Not worth a straw
A study, published in Food Additives and Contaminants in August, focused on the presence of synthetic chemicals known as poly- and perfluoroalkyl substances (PFAS) in 39 different straw brands.
Hailed as the poster child of eco-conscious consumerism, the benign paper straw has had a great fall in recent times. Despite being seen as a worthy alternative to plastic, the lifecycle of a paper straw is a tale brimming with irony and bandwagonery. It is no wonder then that recent research by Belgian scientists throws up some sobering facts challenging the presumed eco-friendliness of these sippers.
The study, published in Food Additives & Contaminants in August, marked the first of its kind in Europe and the second worldwide. It focused on the presence of synthetic chemicals known as poly- and perfluoroalkyl substances (PFAS) in 39 different straw brands.
PFAS are commonly used to make products resistant to water, heat and stains, such as outdoor clothing and non-stick pans. They are, however, also known as ‘forever chemicals’, because they break down slowly and negatively impact the environment. These chemicals have been linked to various health issues, including reduced vaccine response, lower birth weight, thyroid problems, increased cholesterol levels, liver and kidney damage, as well as certain cancers.
In their research, the team purchased drinking straws made from various materials, including paper, bamboo, glass, stainless steel, and plastic, from shops, supermarkets, and fast-food restaurants. The study found that PFAS were present in the majority of the tested straws, with the highest occurrence in paper and bamboo straws. Two rounds of testing for PFAS were conducted, revealing that 27 out of 39 brands (69 per cent) contained toxic substances, with 18 different man-made chemicals detected.

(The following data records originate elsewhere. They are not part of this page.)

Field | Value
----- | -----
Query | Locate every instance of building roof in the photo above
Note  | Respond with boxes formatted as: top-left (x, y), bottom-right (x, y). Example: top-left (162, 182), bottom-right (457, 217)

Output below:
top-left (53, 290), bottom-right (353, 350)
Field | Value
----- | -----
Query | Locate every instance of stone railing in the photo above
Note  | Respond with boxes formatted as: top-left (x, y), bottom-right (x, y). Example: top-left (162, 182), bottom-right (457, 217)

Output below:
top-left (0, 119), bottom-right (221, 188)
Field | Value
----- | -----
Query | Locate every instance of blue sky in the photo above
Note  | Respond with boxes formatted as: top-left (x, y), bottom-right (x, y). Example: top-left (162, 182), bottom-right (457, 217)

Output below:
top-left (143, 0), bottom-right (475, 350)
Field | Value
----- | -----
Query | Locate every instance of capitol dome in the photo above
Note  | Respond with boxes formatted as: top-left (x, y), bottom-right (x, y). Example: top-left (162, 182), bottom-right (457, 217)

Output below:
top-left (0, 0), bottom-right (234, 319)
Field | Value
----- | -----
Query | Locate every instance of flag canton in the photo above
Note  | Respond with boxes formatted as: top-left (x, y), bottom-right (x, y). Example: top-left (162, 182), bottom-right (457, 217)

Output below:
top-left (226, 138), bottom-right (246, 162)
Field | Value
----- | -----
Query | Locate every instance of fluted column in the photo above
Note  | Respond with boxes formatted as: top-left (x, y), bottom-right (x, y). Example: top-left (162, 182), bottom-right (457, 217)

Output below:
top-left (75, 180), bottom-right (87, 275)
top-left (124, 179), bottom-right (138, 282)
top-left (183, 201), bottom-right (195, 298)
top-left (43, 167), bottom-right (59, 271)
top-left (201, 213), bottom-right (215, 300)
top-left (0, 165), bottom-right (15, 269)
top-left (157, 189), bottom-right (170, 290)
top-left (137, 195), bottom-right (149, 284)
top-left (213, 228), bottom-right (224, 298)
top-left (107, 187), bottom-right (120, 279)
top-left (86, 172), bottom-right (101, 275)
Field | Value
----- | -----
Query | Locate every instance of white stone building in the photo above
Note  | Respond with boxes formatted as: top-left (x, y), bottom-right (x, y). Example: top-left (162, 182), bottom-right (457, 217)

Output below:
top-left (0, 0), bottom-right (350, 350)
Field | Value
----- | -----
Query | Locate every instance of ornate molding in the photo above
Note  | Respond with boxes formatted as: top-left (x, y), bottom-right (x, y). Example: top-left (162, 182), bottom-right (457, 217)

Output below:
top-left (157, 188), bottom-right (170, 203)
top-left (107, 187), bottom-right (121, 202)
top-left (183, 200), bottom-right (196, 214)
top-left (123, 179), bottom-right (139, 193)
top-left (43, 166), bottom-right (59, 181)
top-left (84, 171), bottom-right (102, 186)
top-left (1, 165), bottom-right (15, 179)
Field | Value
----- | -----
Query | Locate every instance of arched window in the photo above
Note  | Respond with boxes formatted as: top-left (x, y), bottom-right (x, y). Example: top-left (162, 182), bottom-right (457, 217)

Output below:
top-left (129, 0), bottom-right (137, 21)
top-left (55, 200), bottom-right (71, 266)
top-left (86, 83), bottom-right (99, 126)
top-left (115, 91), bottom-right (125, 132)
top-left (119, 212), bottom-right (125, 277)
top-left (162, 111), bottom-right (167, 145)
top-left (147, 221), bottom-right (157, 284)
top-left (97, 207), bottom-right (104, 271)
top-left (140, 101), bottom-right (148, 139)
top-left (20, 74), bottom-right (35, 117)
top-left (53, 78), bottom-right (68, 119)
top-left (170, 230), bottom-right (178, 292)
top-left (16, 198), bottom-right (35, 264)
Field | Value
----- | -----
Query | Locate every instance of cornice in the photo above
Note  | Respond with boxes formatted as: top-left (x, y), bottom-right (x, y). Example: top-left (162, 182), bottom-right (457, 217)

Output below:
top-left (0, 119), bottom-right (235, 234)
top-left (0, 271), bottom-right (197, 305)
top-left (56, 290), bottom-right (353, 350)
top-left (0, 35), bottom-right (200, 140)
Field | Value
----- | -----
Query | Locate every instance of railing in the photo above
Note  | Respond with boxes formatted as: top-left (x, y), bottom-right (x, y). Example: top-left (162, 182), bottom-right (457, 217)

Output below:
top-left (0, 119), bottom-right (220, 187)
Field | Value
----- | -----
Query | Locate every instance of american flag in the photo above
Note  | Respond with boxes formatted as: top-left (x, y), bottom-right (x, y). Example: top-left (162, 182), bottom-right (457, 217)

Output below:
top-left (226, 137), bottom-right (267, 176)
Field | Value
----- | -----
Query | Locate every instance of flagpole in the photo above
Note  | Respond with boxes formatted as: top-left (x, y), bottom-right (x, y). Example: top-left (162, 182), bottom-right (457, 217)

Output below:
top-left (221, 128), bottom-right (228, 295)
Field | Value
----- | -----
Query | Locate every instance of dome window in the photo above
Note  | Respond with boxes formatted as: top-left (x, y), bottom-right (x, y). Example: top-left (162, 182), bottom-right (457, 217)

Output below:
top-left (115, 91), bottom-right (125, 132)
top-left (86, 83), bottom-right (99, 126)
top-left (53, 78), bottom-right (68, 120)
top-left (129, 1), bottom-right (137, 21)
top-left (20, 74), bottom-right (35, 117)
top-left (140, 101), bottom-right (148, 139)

Paper straws were most likely to contain PFAS, found in 18 out of 20 brands (90 per cent), followed by bamboo, with forever chemicals present in four out of five brands (80 per cent). Plastic straws from three out of four brands (75 per cent) and glass straws from two out of five brands (40 per cent) also contained PFAS. None of the stainless steel straws tested positive for PFAS.
Perfluorooctanoic acid is one of the most commonly found PFAS, which was globally banned in 2020. Additionally, the study detected “ultra-short chain” PFAS compounds, including trifluoroacetic acid and trifluoromethanesulfonic acid. These compounds are highly water-soluble, raising concerns about their potential to leach into beverages through straws, but the study did not investigate it.
While the concentrations of the toxins in the straws were generally low and the risk to human health from occasional straw use is limited, PFAS can accumulate in the body over time, and even small amounts can contribute to an individual’s overall chemical exposure.
It remains uncertain whether manufacturers deliberately added PFAS to the straws for waterproofing or if contamination occurred during the growth of plant-based materials or the manufacturing process. The widespread presence of PFAS in paper straws, however, suggests their potential use as water-repellent coatings.
Thus, the ‘long and straw’ of it is paper sippers are not any more eco-friendly than their plastic counterparts. If, however, you have a steely resolve to use one at any cost, stainless steel seems a safer bet. For now.